Final answer:
The dimensions of the triangular garden's sides are found using algebraic expressions. The shortest side is approximately 12.13 meters, the middle length side is approximately 30.33 meters, and the longest side is approximately 48.40 meters, based on the given relationships and perimeter.
Step-by-step explanation:
The perimeter of a triangular garden is 103m. To find the dimensions of each side, let's define the shortest side as x meters. The longest side is then 12 more than 3 times the shortest side, so it will be 3x + 12 meters. The middle lengthed side is five-halves the measurement of the shortest side, resulting in 5/2x meters. By adding these expressions together, we can set up the equation for the perimeter: x + (3x + 12) + (5/2x) = 103.

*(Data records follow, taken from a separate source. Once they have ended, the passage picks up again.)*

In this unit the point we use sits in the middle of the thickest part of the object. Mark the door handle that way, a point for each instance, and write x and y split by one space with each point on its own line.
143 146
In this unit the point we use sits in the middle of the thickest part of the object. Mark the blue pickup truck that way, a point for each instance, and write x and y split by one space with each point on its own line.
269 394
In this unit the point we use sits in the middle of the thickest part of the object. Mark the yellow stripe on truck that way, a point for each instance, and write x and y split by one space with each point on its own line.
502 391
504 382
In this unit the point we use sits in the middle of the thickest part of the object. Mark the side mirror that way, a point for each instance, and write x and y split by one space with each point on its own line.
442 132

Combine like terms to solve for x:
- 1x + 3x + 5/2x = 103 - 12
- (5/2 + 4)x = 91
- (10/2 + 5/2)x = 91
- (15/2)x = 91
- x = 91 × (2/15)
- x = 12.1333...
The shortest side is approximately 12.13 meters. The middle length side is 5/2 times 12.13, yielding approximately 30.33 meters. The longest side, 3x + 12, is 3 times 12.13 plus 12, giving us approximately 48.40 meters.